Saitama begins his training to become a superhero at the age of 22-years-old. He becomes a superhero when he is 25, but he really does not look like one, with his lifeless facial expression, bald head, and unimpressive physique. But he beats the snot out of supervillains with one punch, and he even has his own disciple,the young cyborg, Genos (who really needs no training).
One-Punch Man, Vol. 8 (entitled That Man; Chapters 38 to 40) introduces the Class-S hero known as “King,” Earth's strongest man. When the “Organization” sends the “machine god” assassin, “G4,” to kill him, however, will King be able to prove he is what his reputation says he is? Plus, the approaching prophecy of doom is so troubling that the “Hero Association” turns to a shocking source for help.
[This volume includes two bonus stories, “Lost Cat” and “Lobster.”]
THE LOWDOWN: Regular readers of my reviews know that I love the One-Punch Man manga.
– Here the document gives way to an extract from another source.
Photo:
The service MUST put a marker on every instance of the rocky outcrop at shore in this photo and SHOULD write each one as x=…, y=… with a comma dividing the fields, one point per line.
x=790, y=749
I thought it would fall apart, but the mixture of superhero action-fantasy, droll humor, and dry wit have kept it strong and made it a winning read.
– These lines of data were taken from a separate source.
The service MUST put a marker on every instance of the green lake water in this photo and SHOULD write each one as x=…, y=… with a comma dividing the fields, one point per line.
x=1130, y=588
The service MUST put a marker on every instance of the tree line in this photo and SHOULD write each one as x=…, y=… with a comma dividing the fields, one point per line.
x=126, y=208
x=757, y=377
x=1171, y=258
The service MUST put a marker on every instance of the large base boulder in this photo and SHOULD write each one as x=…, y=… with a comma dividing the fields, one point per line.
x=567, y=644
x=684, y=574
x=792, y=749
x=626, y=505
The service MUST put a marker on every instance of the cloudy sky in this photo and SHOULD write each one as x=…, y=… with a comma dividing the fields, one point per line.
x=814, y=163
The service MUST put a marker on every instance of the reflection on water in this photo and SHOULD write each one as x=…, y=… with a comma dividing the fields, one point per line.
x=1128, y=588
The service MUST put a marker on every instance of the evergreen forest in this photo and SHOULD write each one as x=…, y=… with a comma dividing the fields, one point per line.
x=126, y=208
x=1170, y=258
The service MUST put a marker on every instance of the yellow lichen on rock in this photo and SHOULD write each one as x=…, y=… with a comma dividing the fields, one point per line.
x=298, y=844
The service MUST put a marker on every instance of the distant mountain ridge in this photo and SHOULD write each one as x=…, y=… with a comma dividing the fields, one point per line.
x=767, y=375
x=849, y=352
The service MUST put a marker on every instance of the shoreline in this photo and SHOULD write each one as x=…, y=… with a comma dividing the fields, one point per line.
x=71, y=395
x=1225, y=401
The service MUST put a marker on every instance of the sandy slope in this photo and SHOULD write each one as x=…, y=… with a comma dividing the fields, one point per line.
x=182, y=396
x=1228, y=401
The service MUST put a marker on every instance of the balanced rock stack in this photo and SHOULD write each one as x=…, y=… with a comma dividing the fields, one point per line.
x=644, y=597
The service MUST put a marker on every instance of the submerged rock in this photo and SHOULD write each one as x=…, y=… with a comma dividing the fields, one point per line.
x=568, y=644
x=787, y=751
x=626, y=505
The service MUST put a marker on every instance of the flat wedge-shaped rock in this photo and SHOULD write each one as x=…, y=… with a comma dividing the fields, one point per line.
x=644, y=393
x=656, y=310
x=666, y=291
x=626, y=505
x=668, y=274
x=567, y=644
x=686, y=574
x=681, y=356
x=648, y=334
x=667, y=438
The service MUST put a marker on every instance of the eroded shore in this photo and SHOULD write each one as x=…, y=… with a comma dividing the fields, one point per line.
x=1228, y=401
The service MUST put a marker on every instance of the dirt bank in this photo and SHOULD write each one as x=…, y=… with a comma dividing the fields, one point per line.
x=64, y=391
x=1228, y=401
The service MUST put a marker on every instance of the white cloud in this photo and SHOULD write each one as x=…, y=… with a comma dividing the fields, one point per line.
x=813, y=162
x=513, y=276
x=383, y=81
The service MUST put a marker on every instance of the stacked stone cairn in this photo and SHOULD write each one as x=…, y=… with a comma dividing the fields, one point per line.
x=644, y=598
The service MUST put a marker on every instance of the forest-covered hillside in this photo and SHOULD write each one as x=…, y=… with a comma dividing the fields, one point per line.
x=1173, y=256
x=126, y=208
One-Punch Man Volume 8 starts with what seems like an odd tale, but turns out to be something intriguing going forward in this narrative. Still, a new reader could enjoy this opening chapter without being familiar with the series, but it is not as if this manga is hard to read. Writer ONE and artist Yusuke Murata are producing a manga that is quite accessible to superhero comics readers – probably the most accessible. I know I can't wait for the next volume.
I READS YOU RECOMMENDS: Fans of shonen battle manga and superhero comic books will love One-Punch Man.